How she spends her downtime:
I do make time for myself. I like going to movies, I like going to theater, and I like going to certain sporting events and museums to see art. I definitely like going out to movies and breakfast and lunch or whatever it is with friends and family. That’s mostly what I do for myself. Occasionally I’m having a massage if I’m feeling stiff and in pain. I read of course. The latest novels I’ve read are The Sympathizer by Viet Thanh Nguyen and Commonwealth by Ann Patchett.
On taking over Charlie Rose’s PBS time slot:
They needed some content, so they’re running my show on PBS, which we’re very happy about. It’s really important to be able to report the world news and do it in a context that is relevant for Americans as well. That’s basically what I do: I provide the world view, the global perspective, and that’s very rare on American television. It’s also a really great opportunity to report on American issues for my international viewers — especially the shootings coming out of the United States and the foreign policies coming out of the administration. And likewise from abroad to report for the American PBS audience what the world is thinking.
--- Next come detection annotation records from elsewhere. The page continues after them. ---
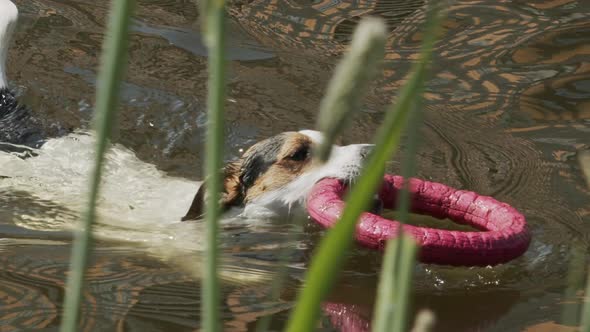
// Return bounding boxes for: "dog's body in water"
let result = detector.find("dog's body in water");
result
[0,0,370,224]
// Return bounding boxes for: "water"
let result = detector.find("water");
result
[0,0,590,331]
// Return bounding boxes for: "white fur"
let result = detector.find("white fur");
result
[242,130,372,217]
[0,0,18,88]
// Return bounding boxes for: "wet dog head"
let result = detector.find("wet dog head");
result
[183,130,372,220]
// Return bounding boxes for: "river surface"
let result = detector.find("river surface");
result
[0,0,590,331]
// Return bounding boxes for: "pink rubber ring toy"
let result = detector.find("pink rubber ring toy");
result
[307,175,531,266]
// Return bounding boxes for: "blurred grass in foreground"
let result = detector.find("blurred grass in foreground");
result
[287,7,441,332]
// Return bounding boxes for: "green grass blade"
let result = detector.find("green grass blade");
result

What she’s learned covering sex around the world:
One of the most exciting projects I’ve worked on in a long time has been this six-part series about love and sex around the world. It’s mostly done through women’s and young girls’ perspectives, but it’s really a very unusual and somewhat unprecedented look at the complexity of sex, intimacy, partnership, and motherhood. It’s not about talking to experts or famous people. It’s all very much about ordinary people from all over the world. I go to Berlin, Beirut, New Delhi, and Accra in Ghana. There are amazing similarities between women all over the world and the crucial differences in culture. It’s just so interesting.
On giving career advice:
The time to give women advice is over. Women can do exactly what men can do. If anything, this year has shown that that’s absolutely the case. So I would give women and men the same advice, and that is follow your heart, follow your gut, follow your instincts. Journalism is about rigorous adherence to the truth. That’s what you’re going out to report — you’re going out to find facts, the truth, and you’re going to be the eyes and ears of folks back home who need and want to know what’s going on in the world. Women have more than made their mark in this profession and there should be no more divisions of attention, labor, or rewards in the field of journalism.
Her nighttime routine:
I generally get home around 8 p.m. and I’m definitely quite tired, because it’s been a heavy day mentally and physically. Often I do go out to dinner with friends afterward or I’ll go out to the theater or a movie — but not every single night, because I also have to prepare for the next morning. Or sometimes there’s great TV on and I watch that. I tend to turn the light off latest by midnight.